But in many, very important cases, the distribution is not normal. And if we attack the problem is the distribution was normal, we are likely to get it wrong. I may have posted this before, but if anyone hasn't read it, is well worth a read.
Originally Posted by user
"Million Dollar Murray" is an article about power-curve problems. It explains why certain problems--like homelessness or excessive pollution from cars, might be easier to solve, than to manage.
The Salt Lake City area has implemented some of the proposed solutions to chronic homelessness put forward in this article with some fairly good success.
Notably for our audience here, in addition to just general knowledge of social science, is the section dealing with bad cops in the Rodney King era LAPD.
Between 1986 and 1990, allegations of excessive force or improper tactics were made against eighteen hundred of the eighty-five hundred officers in the L.A.P.D. The broad middle had scarcely been accused of anything. Furthermore, more than fourteen hundred officers had only one or two allegations made against them—and bear in mind that these were not proven charges, that they happened in a four-year period, and that allegations of excessive force are an inevitable feature of urban police work. ... A hundred and eighty-three officers, however, had four or more complaints against them, forty-four officers had six or more complaints, sixteen had eight or more, and one had sixteen complaints. If you were to graph the troubles of the L.A.P.D., it wouldn’t look like a bell curve. It would look more like a hockey stick. It would follow what statisticians call a “power law” distribution—where all the activity is not in the middle but at one extreme.
One officer had been the subject of thirteen allegations of excessive use of force, five other complaints, twenty-eight “use of force reports” (that is, documented, internal accounts of inappropriate behavior), and one shooting. Another had six excessive-force complaints, nineteen other complaints, ten use-of-force reports, and three shootings. A third had twenty-seven use-of-force reports, and a fourth had thirty-five. ....
The report gives the strong impression that if you fired those forty-four cops the L.A.P.D. would suddenly become a pretty well-functioning police department. But the report also suggests that the problem is tougher than it seems, because those forty-four bad cops were so bad that the institutional mechanisms in place to get rid of bad apples clearly weren’t working. If you made the mistake of assuming that the department’s troubles fell into a normal distribution, you’d propose solutions that would raise the performance of the middle—like better training or better hiring—when the middle didn’t need help. For those hard-core few who did need help, meanwhile, the medicine that helped the middle wouldn’t be nearly strong enough.
The sections of the article dealing with polluting automobiles and homelessness are also a fascinating read.
This bit of political psycho-analysis near the end of the article is something worth chewing on for many of us as we all run the risk of viewing the world through our preconceived social and political views.

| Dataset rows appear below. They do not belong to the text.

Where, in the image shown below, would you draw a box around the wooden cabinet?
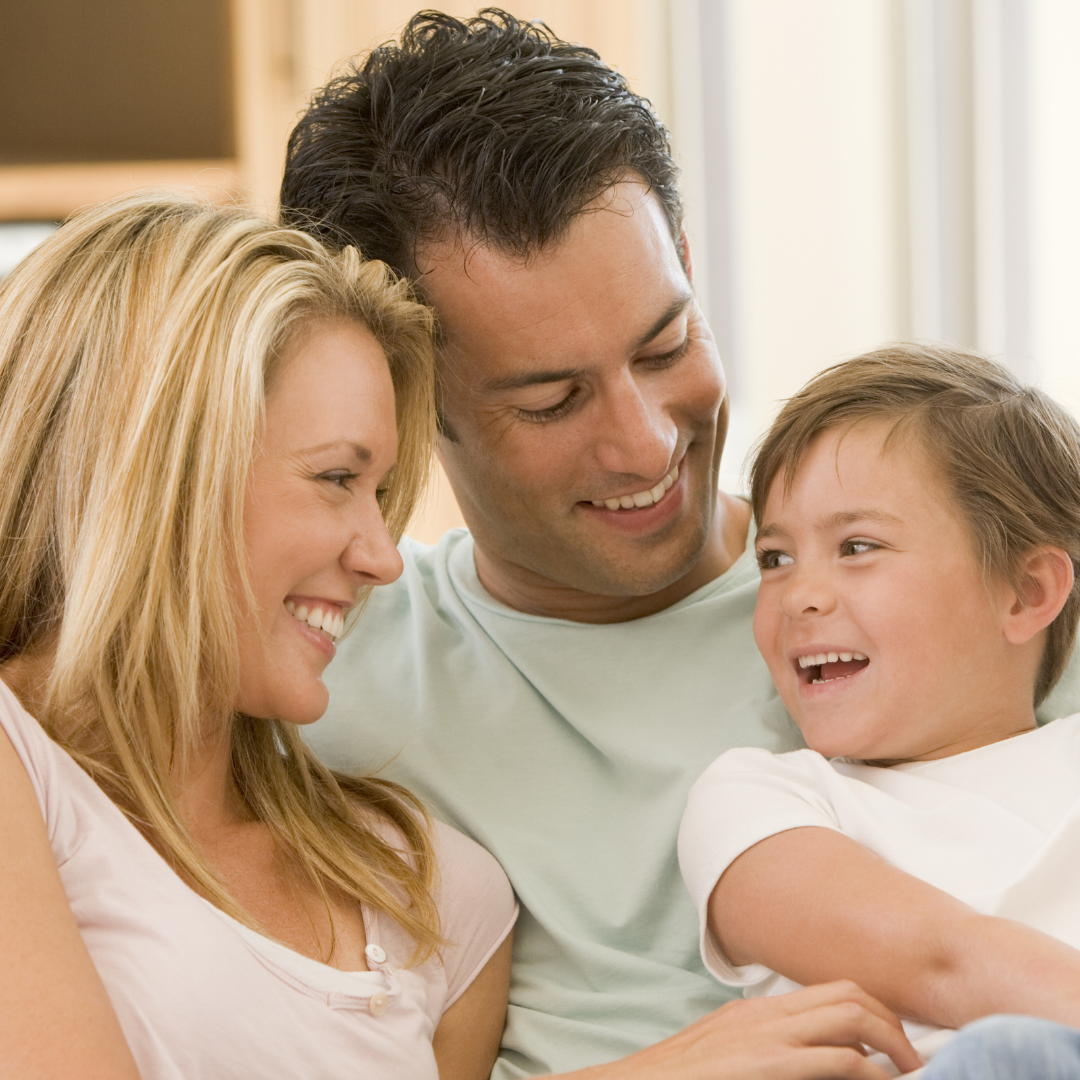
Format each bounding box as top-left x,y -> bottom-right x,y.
0,0 -> 664,221
0,0 -> 663,542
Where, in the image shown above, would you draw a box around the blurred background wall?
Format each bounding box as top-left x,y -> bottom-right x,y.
0,0 -> 1080,540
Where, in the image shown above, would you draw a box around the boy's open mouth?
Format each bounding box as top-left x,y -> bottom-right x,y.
796,652 -> 869,683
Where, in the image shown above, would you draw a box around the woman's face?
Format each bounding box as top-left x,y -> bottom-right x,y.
237,321 -> 402,724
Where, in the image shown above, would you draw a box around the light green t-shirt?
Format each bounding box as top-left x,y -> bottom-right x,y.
309,522 -> 1080,1080
309,530 -> 801,1080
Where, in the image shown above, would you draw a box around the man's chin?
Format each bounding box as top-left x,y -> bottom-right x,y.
552,529 -> 708,598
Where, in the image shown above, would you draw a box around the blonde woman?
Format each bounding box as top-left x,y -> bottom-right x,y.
0,195 -> 515,1080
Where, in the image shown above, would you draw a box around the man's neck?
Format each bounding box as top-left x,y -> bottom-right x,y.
474,491 -> 751,623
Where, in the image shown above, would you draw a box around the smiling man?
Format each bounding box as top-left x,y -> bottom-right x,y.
274,11 -> 1080,1080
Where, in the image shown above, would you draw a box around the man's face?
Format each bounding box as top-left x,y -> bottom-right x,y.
418,183 -> 726,596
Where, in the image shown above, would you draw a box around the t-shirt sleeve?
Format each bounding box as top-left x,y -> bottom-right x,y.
432,821 -> 517,1012
678,747 -> 840,987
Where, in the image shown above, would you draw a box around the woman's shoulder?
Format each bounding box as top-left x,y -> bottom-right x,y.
432,821 -> 514,915
432,821 -> 517,1009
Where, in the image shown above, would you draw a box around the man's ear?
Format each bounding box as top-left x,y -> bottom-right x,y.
678,229 -> 693,282
1004,545 -> 1072,645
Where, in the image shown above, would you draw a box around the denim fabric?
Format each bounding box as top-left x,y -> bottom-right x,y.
923,1016 -> 1080,1080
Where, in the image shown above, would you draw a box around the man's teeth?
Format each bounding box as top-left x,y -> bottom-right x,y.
593,465 -> 678,510
285,600 -> 345,642
799,652 -> 866,667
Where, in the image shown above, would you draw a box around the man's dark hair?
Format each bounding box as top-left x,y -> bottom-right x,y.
281,8 -> 683,274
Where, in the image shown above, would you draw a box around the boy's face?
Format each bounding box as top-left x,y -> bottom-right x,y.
754,421 -> 1035,760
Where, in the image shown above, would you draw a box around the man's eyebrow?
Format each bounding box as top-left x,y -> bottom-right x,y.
634,291 -> 693,349
484,293 -> 693,391
484,367 -> 584,390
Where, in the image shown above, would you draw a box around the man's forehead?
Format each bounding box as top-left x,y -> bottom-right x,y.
417,184 -> 690,363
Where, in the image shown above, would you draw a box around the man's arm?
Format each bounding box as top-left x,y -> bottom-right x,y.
546,982 -> 922,1080
708,827 -> 1080,1027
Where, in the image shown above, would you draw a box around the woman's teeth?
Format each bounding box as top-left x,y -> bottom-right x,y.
285,600 -> 345,642
593,465 -> 678,510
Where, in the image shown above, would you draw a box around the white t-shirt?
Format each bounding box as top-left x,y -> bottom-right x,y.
678,715 -> 1080,1038
305,530 -> 801,1080
0,683 -> 516,1080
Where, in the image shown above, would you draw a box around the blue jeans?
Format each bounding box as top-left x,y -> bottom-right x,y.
923,1016 -> 1080,1080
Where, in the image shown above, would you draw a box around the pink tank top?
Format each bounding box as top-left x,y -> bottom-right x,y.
0,683 -> 517,1080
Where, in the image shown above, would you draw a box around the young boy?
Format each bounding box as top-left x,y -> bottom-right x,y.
679,346 -> 1080,1071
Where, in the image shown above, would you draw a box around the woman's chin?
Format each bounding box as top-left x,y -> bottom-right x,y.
237,678 -> 329,727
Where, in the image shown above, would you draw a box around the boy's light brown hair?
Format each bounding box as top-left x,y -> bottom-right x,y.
751,342 -> 1080,704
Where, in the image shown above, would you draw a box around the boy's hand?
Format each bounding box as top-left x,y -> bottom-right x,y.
566,982 -> 922,1080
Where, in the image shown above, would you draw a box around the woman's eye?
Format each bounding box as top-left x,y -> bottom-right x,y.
757,548 -> 795,570
315,469 -> 356,489
840,540 -> 881,555
517,387 -> 581,423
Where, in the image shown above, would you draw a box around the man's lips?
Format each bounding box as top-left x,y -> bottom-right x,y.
591,464 -> 678,510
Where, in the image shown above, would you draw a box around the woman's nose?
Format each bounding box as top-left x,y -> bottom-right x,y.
341,508 -> 404,585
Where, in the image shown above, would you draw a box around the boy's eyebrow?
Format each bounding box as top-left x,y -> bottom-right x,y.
757,508 -> 904,540
818,508 -> 904,532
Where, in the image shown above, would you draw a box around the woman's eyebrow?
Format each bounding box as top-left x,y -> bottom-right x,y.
306,438 -> 372,462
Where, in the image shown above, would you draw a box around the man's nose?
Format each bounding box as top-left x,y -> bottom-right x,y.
595,373 -> 678,481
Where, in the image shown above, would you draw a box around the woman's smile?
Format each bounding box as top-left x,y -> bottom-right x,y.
238,322 -> 402,724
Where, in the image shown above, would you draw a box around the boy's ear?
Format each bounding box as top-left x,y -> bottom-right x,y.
1004,545 -> 1072,645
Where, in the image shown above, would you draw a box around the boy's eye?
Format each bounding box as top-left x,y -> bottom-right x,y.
840,540 -> 880,555
757,548 -> 795,570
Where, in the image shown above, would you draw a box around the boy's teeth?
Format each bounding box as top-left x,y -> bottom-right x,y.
593,465 -> 678,510
285,600 -> 345,640
799,652 -> 866,667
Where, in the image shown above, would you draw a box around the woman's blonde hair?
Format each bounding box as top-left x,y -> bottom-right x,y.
0,193 -> 440,959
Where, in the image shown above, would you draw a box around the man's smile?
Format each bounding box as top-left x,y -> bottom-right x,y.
592,465 -> 678,510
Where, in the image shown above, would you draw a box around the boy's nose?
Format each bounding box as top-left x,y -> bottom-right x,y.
781,570 -> 836,618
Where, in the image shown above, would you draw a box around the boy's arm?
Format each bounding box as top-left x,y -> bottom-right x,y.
708,827 -> 1080,1027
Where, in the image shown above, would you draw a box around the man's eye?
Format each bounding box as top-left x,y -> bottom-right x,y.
517,387 -> 580,423
642,333 -> 693,368
757,548 -> 795,570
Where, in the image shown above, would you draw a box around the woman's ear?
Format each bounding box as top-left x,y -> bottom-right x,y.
1004,545 -> 1072,645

Power-law solutions have little appeal to the right, because they involve special treatment for people who do not deserve special treatment; and they have little appeal to the left, because their emphasis on efficiency over fairness suggests the cold number-crunching of Chicago-school cost-benefit analysis. Even the promise of millions of dollars in savings or cleaner air or better police departments cannot entirely compensate for such discomfort.